Визирь остановился и замолчал, а на неподвижном лице его слабым блеском темных кристаллов засияли глубоко запавшие глаза, которым лишь отчаяние могло придать жизнь.
Молчание прервал Давиль, заметив рассчитанно и осторожно:
– А что, если бы по какому-то счастливому стечению обстоятельств положение в Стамбуле изменилось и вы вновь стали бы великим визирем…
– Ну и что! – махнул рукой визирь, словно задавшись целью в это утро привести и себя и консула в состояние самой мрачной безысходности. – Ну и что! – продолжал он глухим голосом. – Рассылал бы фирманы, которых не исполняли бы, защищал страну от русских, англичан, сербов и всех, кто бы на нее ни напал. Спасал бы то, что трудно спасти.
В конце подобных разговоров консул обычно касался вопроса, ради которого пришел, – о разрешении на вывоз пшеницы в Далмацию, о каком-нибудь пограничном споре и тому подобном, – визирь, занятый скорбным раздумьем, без долгих размышлений на все давал согласие.
В следующий прием визирь затрагивал другие вопросы, но всегда с таким же глубоким и безнадежным спокойствием и такой же горечью. Рассказывал о новом великом визире, который ненавидит его, завидуя его успехам в прежних войнах, а потому не посылает ему ни указаний, ни информации, ни средств для борьбы против Сербии. Или о своем предшественнике в Травнике Хусрефе Мехмедпаше, которого тот же великий визирь изгнал в страшную даль, за тридевять земель.
Все это нагромождалось и переплеталось в голове консула, и, хотя ему обычно удавалось благополучно закончить свое дело, он возвращался домой словно отравленный, не мог обедать, а по ночам ему снились несчастья, изгнания и всевозможные беды.
И все же Давиль испытывал удовлетворение, ибо неизлечимый пессимизм визиря в этом грубом турецком мире без тени понимания и человечности был понятен злосчастному иностранному консулу и хотя бы на мгновение их сближал, являясь для обоих той укромной обителью, где они могли встречаться друг с другом как человек с человеком. Временами ему казалось, что еще немного – и между ним и визирем установится настоящая дружба, наладятся подлинно человеческие отношения.

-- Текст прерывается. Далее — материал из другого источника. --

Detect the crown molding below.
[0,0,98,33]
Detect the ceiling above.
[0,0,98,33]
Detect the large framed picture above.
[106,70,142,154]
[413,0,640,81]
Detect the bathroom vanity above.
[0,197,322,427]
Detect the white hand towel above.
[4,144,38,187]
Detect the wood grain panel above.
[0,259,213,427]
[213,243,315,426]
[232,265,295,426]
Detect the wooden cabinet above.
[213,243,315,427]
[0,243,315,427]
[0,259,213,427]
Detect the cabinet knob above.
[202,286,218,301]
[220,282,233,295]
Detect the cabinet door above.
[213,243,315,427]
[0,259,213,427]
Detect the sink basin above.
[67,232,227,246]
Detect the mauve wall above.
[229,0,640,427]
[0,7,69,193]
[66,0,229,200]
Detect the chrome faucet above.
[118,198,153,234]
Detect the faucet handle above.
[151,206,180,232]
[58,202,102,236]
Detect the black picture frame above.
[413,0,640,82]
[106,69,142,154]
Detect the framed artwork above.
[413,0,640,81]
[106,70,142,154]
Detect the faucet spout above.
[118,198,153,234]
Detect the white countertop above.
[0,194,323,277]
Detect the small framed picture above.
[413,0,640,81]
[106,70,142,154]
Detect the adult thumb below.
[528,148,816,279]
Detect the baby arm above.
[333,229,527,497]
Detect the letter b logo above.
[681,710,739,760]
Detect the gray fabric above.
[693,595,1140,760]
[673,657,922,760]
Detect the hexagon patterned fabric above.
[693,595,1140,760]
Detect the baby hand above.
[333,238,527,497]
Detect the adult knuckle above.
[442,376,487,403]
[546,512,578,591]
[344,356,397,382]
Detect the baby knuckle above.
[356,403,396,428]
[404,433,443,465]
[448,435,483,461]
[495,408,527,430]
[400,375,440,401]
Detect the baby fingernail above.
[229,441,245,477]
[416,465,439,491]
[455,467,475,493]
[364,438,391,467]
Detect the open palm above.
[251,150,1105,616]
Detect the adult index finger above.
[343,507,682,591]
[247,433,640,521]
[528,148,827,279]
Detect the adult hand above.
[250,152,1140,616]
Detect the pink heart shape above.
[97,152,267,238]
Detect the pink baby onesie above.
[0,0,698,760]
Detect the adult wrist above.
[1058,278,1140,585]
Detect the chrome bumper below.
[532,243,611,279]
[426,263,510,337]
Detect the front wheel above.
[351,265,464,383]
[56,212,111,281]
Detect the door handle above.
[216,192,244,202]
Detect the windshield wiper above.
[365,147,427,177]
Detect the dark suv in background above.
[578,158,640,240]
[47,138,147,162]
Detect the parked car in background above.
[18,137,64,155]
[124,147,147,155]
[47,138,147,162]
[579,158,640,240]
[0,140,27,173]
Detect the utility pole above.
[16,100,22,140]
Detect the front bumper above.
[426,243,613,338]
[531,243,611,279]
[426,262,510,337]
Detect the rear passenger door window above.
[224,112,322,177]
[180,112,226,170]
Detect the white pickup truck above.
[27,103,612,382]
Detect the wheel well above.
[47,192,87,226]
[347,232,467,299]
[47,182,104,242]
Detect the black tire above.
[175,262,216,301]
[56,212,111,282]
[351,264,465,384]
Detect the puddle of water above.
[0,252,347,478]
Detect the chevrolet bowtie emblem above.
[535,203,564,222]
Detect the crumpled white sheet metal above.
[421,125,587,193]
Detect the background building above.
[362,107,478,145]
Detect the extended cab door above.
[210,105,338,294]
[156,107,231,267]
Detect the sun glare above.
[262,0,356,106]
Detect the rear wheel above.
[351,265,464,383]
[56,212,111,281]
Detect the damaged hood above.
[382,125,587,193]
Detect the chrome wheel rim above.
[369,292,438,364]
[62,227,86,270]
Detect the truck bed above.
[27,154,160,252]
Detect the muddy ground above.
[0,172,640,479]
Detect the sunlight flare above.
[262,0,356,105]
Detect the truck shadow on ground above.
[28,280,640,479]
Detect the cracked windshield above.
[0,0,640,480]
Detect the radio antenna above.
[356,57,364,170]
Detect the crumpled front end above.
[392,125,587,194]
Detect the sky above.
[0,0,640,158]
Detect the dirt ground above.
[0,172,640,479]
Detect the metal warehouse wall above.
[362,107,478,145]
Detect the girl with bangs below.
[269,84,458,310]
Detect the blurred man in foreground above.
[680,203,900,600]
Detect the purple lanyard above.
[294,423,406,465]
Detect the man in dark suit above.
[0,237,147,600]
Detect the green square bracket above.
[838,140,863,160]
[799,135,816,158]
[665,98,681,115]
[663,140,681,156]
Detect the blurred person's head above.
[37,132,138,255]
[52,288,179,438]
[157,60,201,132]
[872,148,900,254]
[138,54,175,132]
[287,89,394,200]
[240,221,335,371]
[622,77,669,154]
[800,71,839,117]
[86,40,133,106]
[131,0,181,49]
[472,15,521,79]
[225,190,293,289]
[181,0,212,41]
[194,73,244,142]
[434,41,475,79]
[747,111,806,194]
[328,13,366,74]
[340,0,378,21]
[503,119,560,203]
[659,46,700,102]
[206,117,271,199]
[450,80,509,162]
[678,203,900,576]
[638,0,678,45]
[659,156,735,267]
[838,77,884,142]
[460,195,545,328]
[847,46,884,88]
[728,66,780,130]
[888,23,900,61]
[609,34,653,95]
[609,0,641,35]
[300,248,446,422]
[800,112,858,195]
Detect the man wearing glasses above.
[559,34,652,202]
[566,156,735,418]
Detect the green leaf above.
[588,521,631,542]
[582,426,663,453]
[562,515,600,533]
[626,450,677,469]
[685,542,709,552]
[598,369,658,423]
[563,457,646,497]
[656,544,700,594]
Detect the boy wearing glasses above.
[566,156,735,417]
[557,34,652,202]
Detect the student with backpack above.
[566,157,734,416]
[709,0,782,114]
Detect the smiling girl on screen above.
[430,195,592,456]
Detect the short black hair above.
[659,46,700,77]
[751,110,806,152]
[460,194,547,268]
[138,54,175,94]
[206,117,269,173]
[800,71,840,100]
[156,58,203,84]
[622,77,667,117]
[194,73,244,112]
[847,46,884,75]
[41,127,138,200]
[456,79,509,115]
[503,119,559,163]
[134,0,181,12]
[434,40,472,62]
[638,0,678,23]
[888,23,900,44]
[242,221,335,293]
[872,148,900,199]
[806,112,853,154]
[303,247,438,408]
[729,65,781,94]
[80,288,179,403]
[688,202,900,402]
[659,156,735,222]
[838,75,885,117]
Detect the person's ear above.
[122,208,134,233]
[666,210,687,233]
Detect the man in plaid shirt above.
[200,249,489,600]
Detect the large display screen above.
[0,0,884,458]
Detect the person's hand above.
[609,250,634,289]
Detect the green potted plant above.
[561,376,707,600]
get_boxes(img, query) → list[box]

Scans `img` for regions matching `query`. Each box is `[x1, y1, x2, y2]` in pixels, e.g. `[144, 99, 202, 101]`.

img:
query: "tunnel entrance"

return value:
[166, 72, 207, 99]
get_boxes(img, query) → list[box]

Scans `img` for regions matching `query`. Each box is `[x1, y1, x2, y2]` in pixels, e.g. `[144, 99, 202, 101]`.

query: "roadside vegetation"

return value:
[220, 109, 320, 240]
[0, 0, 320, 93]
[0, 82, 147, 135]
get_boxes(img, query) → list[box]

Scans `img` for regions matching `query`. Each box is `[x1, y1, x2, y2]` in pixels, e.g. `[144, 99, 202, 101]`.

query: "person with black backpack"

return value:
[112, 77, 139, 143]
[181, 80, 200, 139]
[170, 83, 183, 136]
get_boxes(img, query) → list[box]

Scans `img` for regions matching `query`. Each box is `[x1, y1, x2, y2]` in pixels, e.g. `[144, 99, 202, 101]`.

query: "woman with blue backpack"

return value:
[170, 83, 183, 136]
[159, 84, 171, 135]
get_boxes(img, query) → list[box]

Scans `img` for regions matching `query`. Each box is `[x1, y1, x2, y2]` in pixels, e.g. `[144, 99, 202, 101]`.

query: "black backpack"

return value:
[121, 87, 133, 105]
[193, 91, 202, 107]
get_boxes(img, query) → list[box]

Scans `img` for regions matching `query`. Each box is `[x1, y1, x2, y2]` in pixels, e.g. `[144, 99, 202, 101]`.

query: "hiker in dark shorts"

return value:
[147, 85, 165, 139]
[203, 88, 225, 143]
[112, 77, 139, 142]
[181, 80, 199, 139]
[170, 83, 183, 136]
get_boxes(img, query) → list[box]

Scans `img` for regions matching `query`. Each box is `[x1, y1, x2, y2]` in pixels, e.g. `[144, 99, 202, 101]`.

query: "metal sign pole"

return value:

Но как раз тогда случалось обычно нечто такое, что сразу обнаруживало непроходимую пропасть между ними и показывало визиря в новом свете, хуже и печальнее, чем характеризовал его Давна, и это вновь повергало Давиля в полную растерянность и отнимало всякую надежду встретить когда-либо в этих краях «луч человечности»-, который жил бы дольше, чем слеза, улыбка или взгляд. В удивлении и отчаянии консул говорил тогда себе, что суровая школа Востока длится вечно и что в этих странах нет конца неожиданностям, как нет и точного мерила, твердого суждения и прочных ценностей в человеческих взаимоотношениях.
Даже приблизительно нельзя было предвидеть или сказать, чего можно ждать от этих людей.
Однажды визирь неожиданно пригласил обоих консулов вместе, чего еще не бывало. Их свиты встретились у ворот. Зал выглядел торжественно. Ичогланы расхаживали, перешептываясь. Визирь был любезен и полон достоинства. После того как подали первый кофе и чубуки, появились каймакам и тефтедар и заняли места в сторонке. Визирь сообщил консулам, что чехайя Сулейман-паша с боснийским войском переправился на прошлой неделе через Дрину и уничтожил самый сильный и самый организованный сербский отряд, обученный «русскими офицерами», которые им командовали. Он выразил надежду, что после этой победы в Сербии не осталось больше русских и что это, по всей вероятности, начало конца восстания. Победа весьма важная, сказал визирь, и недалек тот час, по-видимому, когда порядок и спокойствие будут восстановлены и в Сербии. Зная, что консулы как добрые друзья и соседи будут довольны этим, он и пригласил их разделить с ним радость по поводу столь приятных вестей.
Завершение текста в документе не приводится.